Brighton’s recent ski bike demo, promoted by the American Ski Bike Association was a showcase of MTB influenced ski bikes. With 4 manufacturers and a number of custom bikes on hand, it was a great opportunity for riders to get a taste of a variety of styles of ski bikes. It’s clear that MTB popularity and technology are on the verge of transforming a formerly DIY activity into a normative alpine activity. Jim Cameron from the American Ski Bike Association explains a little about the state of the industry, analogizing it to snowboarding in the ‘80s:
Two trends appear to be emerging in the ski bikes: coil sprung single pivots; mass production in Asia. As a result, performance has improved and prices have fallen, with the opportunity to pick up one of several models for less than $1500. The somewhat confusingly named Ski Byk, started as crowdfunding project about two years ago, was a standout at less $1000 to start, as a fully cable machine. With no drivetrain, the single pivot layout, tapered headtube and 140mm of front and rear travel is your standard, entry-level dually snow trail bike, for the price of a similar MTB frame.
The pedal mount was simple and robust and the Zoom fork adequate and better than some, other, more popular ones. Owner, Chris Schuler, a former snowboarder is a passionate ski biker and clearly has a vision of bring ski biking to the masses. One unique piece that Ski Byk was showing off is their Liberator, a new Utah-made ski, featuring a continuous radius from front ski tip to rear ski tail and available as a bike upgrade or independently for $400.
Check out the Ski Byk in action, with some technical features explained in the video below.
Play this video to skip to the Ski Byk section
A very unique device, the Boomerang, is the product of Jeff Rapp, who needed a way to keep up his winter sports after loss of leg muscle due to a degenerative condition. As such, Rapp needed a way to sit on the ski bike, absorb shock and load easily, which the Boomerang accomplishes through a cantilevered design employing a snowmobile ski shock.
The shock is pretty special, having a second Evol aircan to get the spring rate right and is also custom tuned on the damp side for Boomerang. Think Softride/Allsop beam crossed with a Sweetspot URT and you know that this bike is for cruising, not sending and shredding. With foot skis, essentially zero handlebar input and a “in the back seat” steering style, the Boomerang is not intuitive to MTBers and lacks some ease of use and high performance (steep) capacity, however it does offer a unique option for the adaptive rider.
Watch it in action: Play this video to skip to the Boomerang section.
Utah local TNGNT ski bikes was on hand with some new Marzocchi equipped Carve models which owner, Scott Carr, explained was designed to enhance the overall ride feel. These bikes were covered in our Ski Bike 101 story and feature an interesting ski mount with an elastomer that acts to moderate ski angle while damping the action.
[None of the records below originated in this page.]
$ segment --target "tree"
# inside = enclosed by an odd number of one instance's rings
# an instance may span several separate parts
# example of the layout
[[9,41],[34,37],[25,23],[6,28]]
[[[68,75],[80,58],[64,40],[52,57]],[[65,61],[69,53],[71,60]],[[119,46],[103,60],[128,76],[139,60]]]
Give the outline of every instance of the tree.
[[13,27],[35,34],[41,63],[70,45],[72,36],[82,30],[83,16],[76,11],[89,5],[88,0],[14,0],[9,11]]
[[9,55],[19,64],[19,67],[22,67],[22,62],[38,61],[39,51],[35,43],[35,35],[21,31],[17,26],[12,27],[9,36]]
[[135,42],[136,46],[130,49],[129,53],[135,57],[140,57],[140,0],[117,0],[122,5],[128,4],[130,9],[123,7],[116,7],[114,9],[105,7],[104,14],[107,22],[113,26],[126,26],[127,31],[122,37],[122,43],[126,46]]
With a long swingarm and 160mm of travel and solid fork, these are excellent entry level enduro bikes.
Scott Carr talks through the design process in the video here…
The most significant company at the event was Lenz Sport, Devin Lenz’s MTB and ski bike company, building ski bikes since 2004. Lenz Sport has 11 ski bikes in their history ranging from mini-sized hardtails to eight inch travel DH sleds. Anymore, Lenz Sport is focuses on six models, two of which were available at the event: the Launch, a 7 in travel, Denver, CO made freeride bike; the Recon, a 6 in travel imported all-rounder.
Unlike some other ski bikes, Lenz’s MTB background plays into the precisely positioned shock layout which offers a progressive rate that plays well with coil springs. Riding the Launch, it is clear that it is a beastly machine, that responds well to carving, yet is big enough for deep pow. Lenz Sport offers a variety skis for their bikes and others and the Commanders on the Launch added stability and comfort, not dissimilar to putting plus tires on a bike. You’ll note the Lenz Sport freeride pedigree in their riders’ choice the wide, long skis, the bikes’ burly construction and in-house made aluminum foot pegs.
MTB tech has a strong influence in the current offering of ski bikes, unlike their ski bob predecessors, which were sled based. Single pivots are surely the layout, made possible without the necessity of dealing with brake or drivetrain forces, as in a bike, though it will be interesting to see if rocker actuated/tuned layouts are developed for high performance applications.
Similarly, contact patch length (aka wheelbase), reach and headtube angle may undergo refinements to mimic modern MTB frames, especially as it very easy to achieve expert skier speed quickly. Some MTB conventions are difficult or pointless in the ski bike layout, handlebar width can make it difficult in uplift gates and loading is never easy, on the other hand, you’ll never have to worry about your dropper crapping out or your rear mech getting munched in a bike parking rack.
With affordable, quality suspension and MTB ‘standards’ the current crop of ski bikes are reasonably priced and proven, making them a serious consideration for the +1 in your N+1 formula.